Malaysia has asked the authorities in the islands surrounding Reunion to be vigilant for possible plane wreckage, as France confirmed the object washed up on the Indian Ocean isle was from a Boeing 777.
Mauritius, which is 225km from Reunion, has already ordered its coastguard plane to overfly the area and boats to be on the lookout. Other islands in the region - Madagascar, Comoros, Seychelles and Maldives - are expected to do the same.
"I urge all parties to allow this crucial investigation process to take its course," said Liow Tiong Lai, Malaysia's Transport Minister. "I reiterate this is for the sake of the next of kin of the loved ones of MH370 who would be anxiously awaiting news and have suffered much over this time. We will make an announcement once the verification process has been completed."
Liow said the French-led team analysing the wing fragment - known as a "flaperon" - which was found on Reunion last week, had confirmed it was from a Boeing 777. MH370 is the only Boeing 777 to have crashed in the Southern Hemisphere.
French authorities are expected to announce tomorrow whether the wing belonged to MH370, which vanished on March 8, 2014, en route from Kuala Lumpur to Beijing with 239 people on board.
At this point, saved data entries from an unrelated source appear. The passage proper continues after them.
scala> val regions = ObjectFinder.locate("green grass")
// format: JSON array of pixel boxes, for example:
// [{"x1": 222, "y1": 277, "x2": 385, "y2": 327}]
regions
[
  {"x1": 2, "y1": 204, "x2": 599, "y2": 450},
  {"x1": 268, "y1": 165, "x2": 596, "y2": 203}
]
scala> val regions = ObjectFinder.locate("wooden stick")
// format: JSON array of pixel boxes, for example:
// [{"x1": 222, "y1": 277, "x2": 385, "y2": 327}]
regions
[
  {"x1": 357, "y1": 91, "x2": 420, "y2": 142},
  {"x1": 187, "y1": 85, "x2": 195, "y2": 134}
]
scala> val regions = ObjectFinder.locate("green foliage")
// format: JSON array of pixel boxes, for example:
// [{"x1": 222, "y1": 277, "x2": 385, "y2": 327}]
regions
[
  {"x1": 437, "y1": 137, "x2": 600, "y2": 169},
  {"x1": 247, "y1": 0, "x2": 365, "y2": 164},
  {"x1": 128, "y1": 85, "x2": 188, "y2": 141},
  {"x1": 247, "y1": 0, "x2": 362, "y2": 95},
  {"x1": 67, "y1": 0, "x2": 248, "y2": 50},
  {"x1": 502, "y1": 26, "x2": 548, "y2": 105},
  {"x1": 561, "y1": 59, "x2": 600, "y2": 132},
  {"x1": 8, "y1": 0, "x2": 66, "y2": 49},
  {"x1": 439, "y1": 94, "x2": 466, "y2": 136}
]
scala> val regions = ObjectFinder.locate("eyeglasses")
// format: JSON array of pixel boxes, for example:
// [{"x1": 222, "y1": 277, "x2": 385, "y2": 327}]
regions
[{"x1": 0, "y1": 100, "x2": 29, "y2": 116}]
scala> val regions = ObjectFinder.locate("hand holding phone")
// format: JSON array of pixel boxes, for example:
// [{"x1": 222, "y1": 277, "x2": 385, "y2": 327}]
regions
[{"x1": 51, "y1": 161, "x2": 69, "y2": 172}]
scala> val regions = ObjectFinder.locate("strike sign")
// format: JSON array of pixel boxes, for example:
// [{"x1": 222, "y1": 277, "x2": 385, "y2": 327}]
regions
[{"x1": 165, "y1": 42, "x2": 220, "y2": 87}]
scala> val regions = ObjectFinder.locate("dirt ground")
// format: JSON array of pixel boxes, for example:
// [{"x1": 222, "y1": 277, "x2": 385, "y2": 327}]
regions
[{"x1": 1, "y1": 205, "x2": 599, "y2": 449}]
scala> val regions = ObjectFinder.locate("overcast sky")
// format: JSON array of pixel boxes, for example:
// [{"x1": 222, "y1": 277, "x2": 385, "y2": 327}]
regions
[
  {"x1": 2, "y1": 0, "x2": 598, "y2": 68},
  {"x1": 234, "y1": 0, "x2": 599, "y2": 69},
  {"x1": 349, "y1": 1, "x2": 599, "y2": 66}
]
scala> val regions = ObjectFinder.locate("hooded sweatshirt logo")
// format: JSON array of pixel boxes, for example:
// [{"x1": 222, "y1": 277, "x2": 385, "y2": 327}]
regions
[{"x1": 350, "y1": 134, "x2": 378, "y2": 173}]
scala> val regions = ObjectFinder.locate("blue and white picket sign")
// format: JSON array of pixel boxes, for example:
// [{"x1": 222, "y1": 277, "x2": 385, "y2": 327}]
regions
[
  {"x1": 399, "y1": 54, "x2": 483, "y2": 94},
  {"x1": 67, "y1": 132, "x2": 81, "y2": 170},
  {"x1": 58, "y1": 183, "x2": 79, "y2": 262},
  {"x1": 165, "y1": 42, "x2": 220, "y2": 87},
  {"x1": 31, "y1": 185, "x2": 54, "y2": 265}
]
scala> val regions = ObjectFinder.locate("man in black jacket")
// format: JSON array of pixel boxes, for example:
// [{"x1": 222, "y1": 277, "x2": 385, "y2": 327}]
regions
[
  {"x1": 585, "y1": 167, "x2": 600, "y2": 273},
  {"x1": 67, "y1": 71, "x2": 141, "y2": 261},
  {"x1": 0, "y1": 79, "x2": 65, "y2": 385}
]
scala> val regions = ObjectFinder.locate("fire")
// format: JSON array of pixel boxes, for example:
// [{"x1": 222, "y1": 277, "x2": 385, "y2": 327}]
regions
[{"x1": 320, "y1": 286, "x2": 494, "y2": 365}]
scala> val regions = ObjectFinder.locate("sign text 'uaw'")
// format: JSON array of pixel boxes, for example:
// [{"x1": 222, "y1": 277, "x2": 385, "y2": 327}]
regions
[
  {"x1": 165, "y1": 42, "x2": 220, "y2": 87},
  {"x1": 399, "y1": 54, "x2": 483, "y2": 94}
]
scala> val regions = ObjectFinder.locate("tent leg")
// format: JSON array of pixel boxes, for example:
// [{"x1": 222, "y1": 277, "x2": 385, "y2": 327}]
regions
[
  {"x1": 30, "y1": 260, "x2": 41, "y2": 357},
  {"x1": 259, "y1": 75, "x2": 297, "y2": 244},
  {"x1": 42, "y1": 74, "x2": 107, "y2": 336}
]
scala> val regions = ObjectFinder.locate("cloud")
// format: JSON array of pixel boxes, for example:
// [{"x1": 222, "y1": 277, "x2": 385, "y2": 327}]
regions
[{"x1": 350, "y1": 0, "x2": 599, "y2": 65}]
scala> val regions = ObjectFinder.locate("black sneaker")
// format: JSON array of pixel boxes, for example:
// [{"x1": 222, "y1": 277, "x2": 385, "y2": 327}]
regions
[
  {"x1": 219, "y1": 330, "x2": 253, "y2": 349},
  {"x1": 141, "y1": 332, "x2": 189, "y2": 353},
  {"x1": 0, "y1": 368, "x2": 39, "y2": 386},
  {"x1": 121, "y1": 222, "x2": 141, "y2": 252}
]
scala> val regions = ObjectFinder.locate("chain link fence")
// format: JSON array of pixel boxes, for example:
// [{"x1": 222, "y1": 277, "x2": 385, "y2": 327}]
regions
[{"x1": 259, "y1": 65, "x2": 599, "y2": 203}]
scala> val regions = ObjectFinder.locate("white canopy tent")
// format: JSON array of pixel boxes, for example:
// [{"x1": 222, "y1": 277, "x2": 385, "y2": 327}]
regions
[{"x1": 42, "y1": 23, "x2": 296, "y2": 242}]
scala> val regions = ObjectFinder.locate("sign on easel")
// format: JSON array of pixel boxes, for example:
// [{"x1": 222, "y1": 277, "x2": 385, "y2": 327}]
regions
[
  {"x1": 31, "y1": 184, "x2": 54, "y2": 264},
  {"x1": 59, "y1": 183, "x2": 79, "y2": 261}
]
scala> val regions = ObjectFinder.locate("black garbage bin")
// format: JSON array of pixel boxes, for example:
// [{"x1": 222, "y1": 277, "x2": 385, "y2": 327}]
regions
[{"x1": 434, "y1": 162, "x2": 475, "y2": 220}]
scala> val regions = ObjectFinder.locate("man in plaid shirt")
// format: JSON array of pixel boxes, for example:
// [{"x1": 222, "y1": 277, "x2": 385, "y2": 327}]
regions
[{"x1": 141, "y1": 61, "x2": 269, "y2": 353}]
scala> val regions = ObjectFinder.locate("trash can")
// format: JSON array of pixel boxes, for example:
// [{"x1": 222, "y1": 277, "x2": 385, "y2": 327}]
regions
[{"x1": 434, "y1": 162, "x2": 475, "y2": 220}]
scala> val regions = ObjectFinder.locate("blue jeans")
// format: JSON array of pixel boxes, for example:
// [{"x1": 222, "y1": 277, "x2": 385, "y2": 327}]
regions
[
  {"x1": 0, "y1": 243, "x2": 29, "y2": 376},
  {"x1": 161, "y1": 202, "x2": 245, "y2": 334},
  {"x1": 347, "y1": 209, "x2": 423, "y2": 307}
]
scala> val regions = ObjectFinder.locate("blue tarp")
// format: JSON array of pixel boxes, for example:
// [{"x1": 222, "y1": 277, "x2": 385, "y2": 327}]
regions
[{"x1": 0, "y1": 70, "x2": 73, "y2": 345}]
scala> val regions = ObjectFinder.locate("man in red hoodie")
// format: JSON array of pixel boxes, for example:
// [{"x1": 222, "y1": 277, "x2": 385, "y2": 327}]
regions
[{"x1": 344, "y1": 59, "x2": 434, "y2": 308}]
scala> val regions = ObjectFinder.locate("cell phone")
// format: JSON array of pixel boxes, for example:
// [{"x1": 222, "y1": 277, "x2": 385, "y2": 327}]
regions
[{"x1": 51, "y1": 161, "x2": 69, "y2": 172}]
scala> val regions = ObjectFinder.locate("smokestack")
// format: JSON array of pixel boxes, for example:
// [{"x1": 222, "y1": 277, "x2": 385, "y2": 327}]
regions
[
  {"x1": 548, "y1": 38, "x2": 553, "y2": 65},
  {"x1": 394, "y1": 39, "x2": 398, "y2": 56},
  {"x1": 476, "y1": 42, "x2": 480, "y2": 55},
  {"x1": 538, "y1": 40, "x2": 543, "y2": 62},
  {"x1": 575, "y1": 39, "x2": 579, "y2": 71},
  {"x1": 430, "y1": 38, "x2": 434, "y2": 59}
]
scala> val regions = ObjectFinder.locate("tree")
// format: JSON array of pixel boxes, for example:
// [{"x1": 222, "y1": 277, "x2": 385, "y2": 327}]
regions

Today, four Malaysian officials including the head of civil aviation were to meet in Paris with officials from Malaysia Airlines, three French magistrates and an official from France's civil aviation investigating authority.
The wing fragment is now at a military-run laboratory in Balma, near Toulouse.
Islanders on Reunion meanwhile excitedly continued their own hunt for clues, handing over bits of what they believe to be wreckage to police.
"There is a sort of 'treasure hunt' mentality that is taking hold and people are calling us for everything," said a source close to the investigation.
In the Chaudron district on the outskirts of the capital, Saint Denis, a small piece of twisted metal with Chinese characters etched on to it - which was initially described as a "plane door" - was handed to police on Sunday. But within hours investigators had categorically ruled out the object as being from a plane. Instead, said Azharuddin Abdul Rahman, Malaysia's director of civil aviation, the object was a domestic ladder.
Given the amount of debris littering Reunion's coast, police are bracing themselves for a flood of more supposed wreckage.